Still, “we haven’t done a really extensive analysis of immune reactions,” Brown noted. “Everything we’ve seen so far points to the particles being well tolerated once we get to human studies, but it’s important to note that we haven’t tested them in humans yet.”
Those studies are likely a couple years out. SelSym is in the process of planning additional preclinical research projects that will be submitted as part of its IND.
“These things are always tricky [to predict], especially for a product like this,” Brown said. “We’re hoping that, definitely within two years, we’ll be in clinical trials.”
Moving forward
SelSym has received about $3 million in grants from the National Institutes of Health since it was founded in 2019, according to Brown. The money so far has gone to preclinical research and to studies on manufacturing feasibility. To support an IND milestone, the company has launched a seed round to raise $5 million, which will be followed by a $20 million series A.
“That would get us through our next major inflection point, which is a phase 1 clinical trial,” Brown said.
The biotech is open to partnering with larger companies as well as to collaborating with other upstarts that are working on similar technology, like Haima. Brown’s lab at NCSU already has an ongoing partnership with the lab of one of Haima’s co-founders, Anirban Sen Gupta, Ph.D., to see how future generations of their synthetic platelets could be combined. That work is currently being funded by a new four-year, $2.75 million grant from the Department of Defense.
“On the academic side, we’re figuring out how to combine these types of technologies to get a little more bang for your buck,” Brown said.

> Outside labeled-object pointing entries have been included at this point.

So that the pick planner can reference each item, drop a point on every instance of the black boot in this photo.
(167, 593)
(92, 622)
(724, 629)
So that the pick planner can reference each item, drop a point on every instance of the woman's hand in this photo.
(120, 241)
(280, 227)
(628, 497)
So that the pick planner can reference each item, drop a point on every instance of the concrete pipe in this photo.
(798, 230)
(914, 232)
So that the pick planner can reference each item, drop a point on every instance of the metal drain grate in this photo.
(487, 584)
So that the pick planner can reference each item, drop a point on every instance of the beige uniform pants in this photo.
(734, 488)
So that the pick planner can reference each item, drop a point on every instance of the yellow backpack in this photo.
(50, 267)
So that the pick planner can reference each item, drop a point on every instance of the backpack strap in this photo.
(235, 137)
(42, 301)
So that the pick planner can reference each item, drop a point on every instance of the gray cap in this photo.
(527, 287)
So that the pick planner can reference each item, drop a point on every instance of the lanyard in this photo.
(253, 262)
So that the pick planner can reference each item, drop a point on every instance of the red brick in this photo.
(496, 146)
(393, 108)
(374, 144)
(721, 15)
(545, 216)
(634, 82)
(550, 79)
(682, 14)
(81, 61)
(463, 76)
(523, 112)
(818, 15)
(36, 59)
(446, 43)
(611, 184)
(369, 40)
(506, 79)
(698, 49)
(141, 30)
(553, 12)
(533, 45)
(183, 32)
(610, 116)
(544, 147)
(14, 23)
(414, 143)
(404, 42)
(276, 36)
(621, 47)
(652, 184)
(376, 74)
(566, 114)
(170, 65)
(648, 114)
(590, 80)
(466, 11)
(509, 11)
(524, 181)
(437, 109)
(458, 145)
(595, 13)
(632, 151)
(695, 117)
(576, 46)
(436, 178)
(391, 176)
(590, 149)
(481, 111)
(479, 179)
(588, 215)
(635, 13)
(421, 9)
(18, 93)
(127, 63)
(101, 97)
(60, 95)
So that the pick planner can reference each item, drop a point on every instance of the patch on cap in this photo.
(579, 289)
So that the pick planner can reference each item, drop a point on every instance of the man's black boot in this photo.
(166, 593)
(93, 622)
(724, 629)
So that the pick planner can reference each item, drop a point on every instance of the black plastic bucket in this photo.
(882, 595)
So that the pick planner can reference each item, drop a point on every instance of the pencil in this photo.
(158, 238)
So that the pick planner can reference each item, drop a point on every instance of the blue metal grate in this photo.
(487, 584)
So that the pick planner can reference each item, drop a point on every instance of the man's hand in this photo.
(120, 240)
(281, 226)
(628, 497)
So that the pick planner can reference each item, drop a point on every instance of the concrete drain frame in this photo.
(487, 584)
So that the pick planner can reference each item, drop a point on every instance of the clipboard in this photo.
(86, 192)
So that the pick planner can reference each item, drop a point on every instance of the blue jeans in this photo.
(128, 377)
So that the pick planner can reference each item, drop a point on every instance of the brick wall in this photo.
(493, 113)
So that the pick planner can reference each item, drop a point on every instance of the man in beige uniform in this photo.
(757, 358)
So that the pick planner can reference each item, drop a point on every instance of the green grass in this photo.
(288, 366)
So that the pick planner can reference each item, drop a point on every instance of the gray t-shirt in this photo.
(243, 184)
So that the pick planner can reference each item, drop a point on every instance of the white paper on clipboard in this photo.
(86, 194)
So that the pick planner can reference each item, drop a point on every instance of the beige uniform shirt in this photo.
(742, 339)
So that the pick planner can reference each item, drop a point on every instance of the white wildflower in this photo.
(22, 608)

While there’s much more work to be done, the findings from the latest study are a sign that SelSym is moving in the right direction.
“I know it may sound a little cheesy, but the whole reason that we started this work in the first place was to try and impact clinical outcomes for this really big problem,” Brown said.
“We’re really hopeful that we can take what we’ve learned in these animal studies and translate it to preventing deaths that shouldn’t happen.”
Editor's note: This article has been updated to clarify that SelSym is raising a $5 million seed round before launching a $20 million series A.